Supported Cortex XSOAR versions: 6.0.0 and later.
Russian Foreign Intelligence Service (SVR) actors (also known as APT29, Cozy Bear, and The Dukes) frequently use publicly known vulnerabilities to conduct widespread scanning and exploitation. This playbook should be trigger manually and includes the following tasks:
- Enrich related known CVEs reported in the US agencies alert
- Search for unpatched endpoints vulnerable to the exploits.
- Search for vulnerable assets facing the internet using Expanse.
Note: This is a beta playbook, which lets you implement and test pre-release software. Since the playbook is beta, it might contain bugs. Updates to the pack during the beta phase might include non-backward compatible features.

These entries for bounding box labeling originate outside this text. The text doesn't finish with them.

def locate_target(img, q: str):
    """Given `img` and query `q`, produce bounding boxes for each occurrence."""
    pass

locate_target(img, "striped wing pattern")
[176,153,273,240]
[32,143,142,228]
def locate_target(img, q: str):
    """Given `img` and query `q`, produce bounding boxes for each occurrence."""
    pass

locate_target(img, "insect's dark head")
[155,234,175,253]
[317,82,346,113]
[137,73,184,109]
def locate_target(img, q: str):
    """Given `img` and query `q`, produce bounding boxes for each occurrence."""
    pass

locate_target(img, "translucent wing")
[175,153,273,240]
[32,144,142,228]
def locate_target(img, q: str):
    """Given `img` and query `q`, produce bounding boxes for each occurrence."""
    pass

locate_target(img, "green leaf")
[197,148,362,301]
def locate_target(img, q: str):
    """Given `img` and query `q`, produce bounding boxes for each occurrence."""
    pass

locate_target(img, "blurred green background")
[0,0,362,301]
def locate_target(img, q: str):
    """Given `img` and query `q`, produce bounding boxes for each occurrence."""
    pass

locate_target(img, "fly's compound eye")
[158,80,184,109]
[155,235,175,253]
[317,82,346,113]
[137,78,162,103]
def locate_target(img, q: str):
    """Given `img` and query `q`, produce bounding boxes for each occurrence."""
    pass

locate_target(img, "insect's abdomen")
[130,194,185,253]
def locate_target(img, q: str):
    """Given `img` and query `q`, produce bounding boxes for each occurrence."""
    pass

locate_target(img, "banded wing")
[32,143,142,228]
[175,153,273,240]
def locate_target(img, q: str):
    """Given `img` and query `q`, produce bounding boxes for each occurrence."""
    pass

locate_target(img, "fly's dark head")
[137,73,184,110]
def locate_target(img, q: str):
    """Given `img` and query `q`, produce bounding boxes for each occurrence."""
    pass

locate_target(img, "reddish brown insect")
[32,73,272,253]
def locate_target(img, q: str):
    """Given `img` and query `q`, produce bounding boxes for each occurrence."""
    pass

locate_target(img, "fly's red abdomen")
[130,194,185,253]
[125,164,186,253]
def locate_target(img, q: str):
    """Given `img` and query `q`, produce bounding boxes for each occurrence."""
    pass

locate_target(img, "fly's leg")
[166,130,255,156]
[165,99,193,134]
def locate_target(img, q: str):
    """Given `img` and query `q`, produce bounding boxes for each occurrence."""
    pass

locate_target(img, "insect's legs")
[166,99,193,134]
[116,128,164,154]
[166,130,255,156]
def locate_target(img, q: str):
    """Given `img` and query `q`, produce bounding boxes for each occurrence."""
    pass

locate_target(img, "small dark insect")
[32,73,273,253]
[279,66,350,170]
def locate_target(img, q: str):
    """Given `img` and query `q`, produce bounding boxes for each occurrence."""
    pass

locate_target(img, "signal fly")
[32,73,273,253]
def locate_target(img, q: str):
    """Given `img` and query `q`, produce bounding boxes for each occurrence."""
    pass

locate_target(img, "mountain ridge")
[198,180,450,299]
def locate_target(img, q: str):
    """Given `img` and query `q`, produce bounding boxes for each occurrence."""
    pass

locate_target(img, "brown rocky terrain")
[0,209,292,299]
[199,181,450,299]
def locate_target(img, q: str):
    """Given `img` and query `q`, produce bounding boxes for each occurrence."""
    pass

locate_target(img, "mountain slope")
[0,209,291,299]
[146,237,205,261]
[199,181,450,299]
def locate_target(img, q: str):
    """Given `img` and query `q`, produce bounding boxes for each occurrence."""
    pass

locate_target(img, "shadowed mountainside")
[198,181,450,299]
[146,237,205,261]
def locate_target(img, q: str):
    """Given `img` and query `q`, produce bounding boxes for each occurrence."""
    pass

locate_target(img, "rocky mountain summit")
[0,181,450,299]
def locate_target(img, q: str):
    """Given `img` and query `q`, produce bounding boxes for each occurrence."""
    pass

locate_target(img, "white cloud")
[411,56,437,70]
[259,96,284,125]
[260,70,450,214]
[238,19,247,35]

We appreciate your feedback on the quality and usability of the pack to help us identify issues, fix them, and continually improve.
More information: [Cyber Security Advisory] (https://media.defense.gov/2021/Apr/15/2002621240/-1/-1/0/CSA_SVR_TARGETS_US_ALLIES_UOO13234021.PDF/CSA_SVR_TARGETS_US_ALLIES_UOO13234021.PDF)
This playbook uses the following sub-playbooks, integrations, and scripts.
- CVE Enrichment - Generic v2
- Search Endpoint by CVE - Generic
|Related_CVEs||Known related CVEs to hunt||CVE-2018-13379, CVE-2019-9670, CVE-2019-11510, CVE-2019-19781, CVE-2020-4006||Optional|
There are no outputs for this playbook.